LONDON--(BUSINESS WIRE)--The Insurance Authority (IA) of the United Arab Emirates’ (UAE) recently issued new “Financial Regulations to Traditional and Takaful Insurance Companies” aim to improve the risk profile and policyholder security of UAE insurers by placing limits on higher-risk investments, introducing risk-based solvency calculations and standardising reporting and actuarial practices.
In a new Best’s Special Report, titled, “A.M. Best Comments on the New UAE Insurance Authority Financial Regulations,” A.M. Best notes that whilst many UAE insurers have strong risk-adjusted capitalisation accompanied by unleveraged balance sheets and sound underwriting performance, there are a number of common issues. These issues include insurers with significant exposure to high-risk assets, inadequate and varied treatment of accounting principles, unsophisticated measurement of technical reserves and weak – although developing – enterprise risk management (ERM) practices. In A.M. Best’s opinion, the new rules are well placed to address these issues.
“The asset composition of most insurers’ investment profile is currently highly weighted toward real estate and equity assets, with the investment decisions of many insurers made by their boards of directors, with limited involvement from their senior management team,” said Mahesh Mistry, director, analytics. “The new investment rules are designed to improve the asset profile of insurers by reducing insurance companies’ exposure to higher-risk assets. This should provide greater stability of returns to insurers’ investment profiles and thereby reduce volatility arising from fluctuating asset prices on their operations and balance sheets. A.M. Best believes that this de-risking of the asset base should improve the financial strength of companies.”

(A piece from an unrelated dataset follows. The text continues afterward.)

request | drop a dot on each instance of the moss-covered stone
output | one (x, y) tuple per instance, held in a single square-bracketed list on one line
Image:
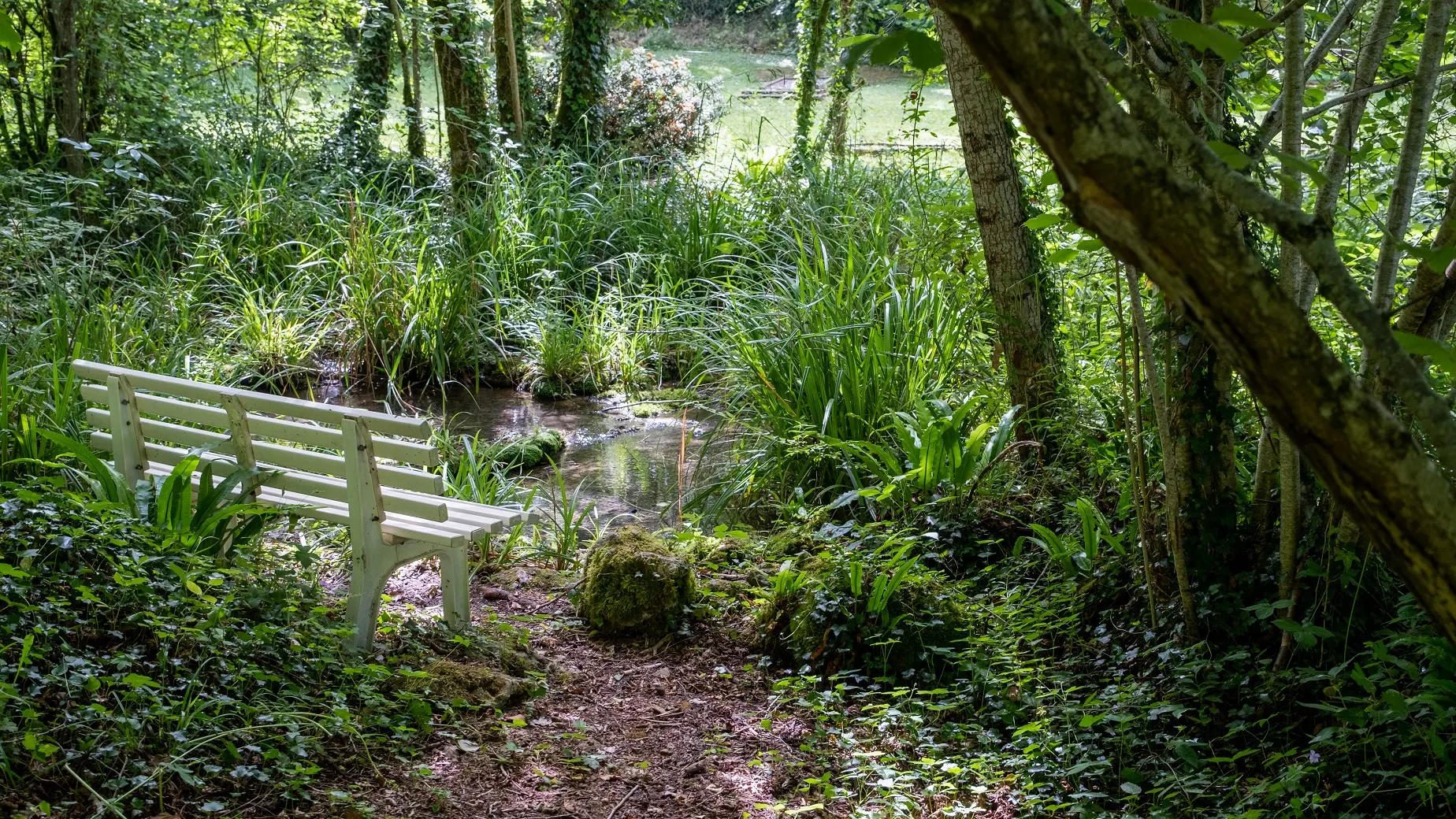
[(635, 584), (814, 617)]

The new regulations also stipulate that companies must have a risk management system, including strategy, policies and procedures. Michael Dunckley, financial analyst, added: “Standards of ERM differ significantly between insurers in the UAE. A.M. Best’s Credit Rating Methodology states that a company’s risk control capability should be appropriate to its risk profile, placing greater emphasis on the practice rather than the form of risk management. The requirement of an ERM framework and policy represents a step toward effective risk management, but it must influence practice and strategy to effectively manage risk in regulated companies.”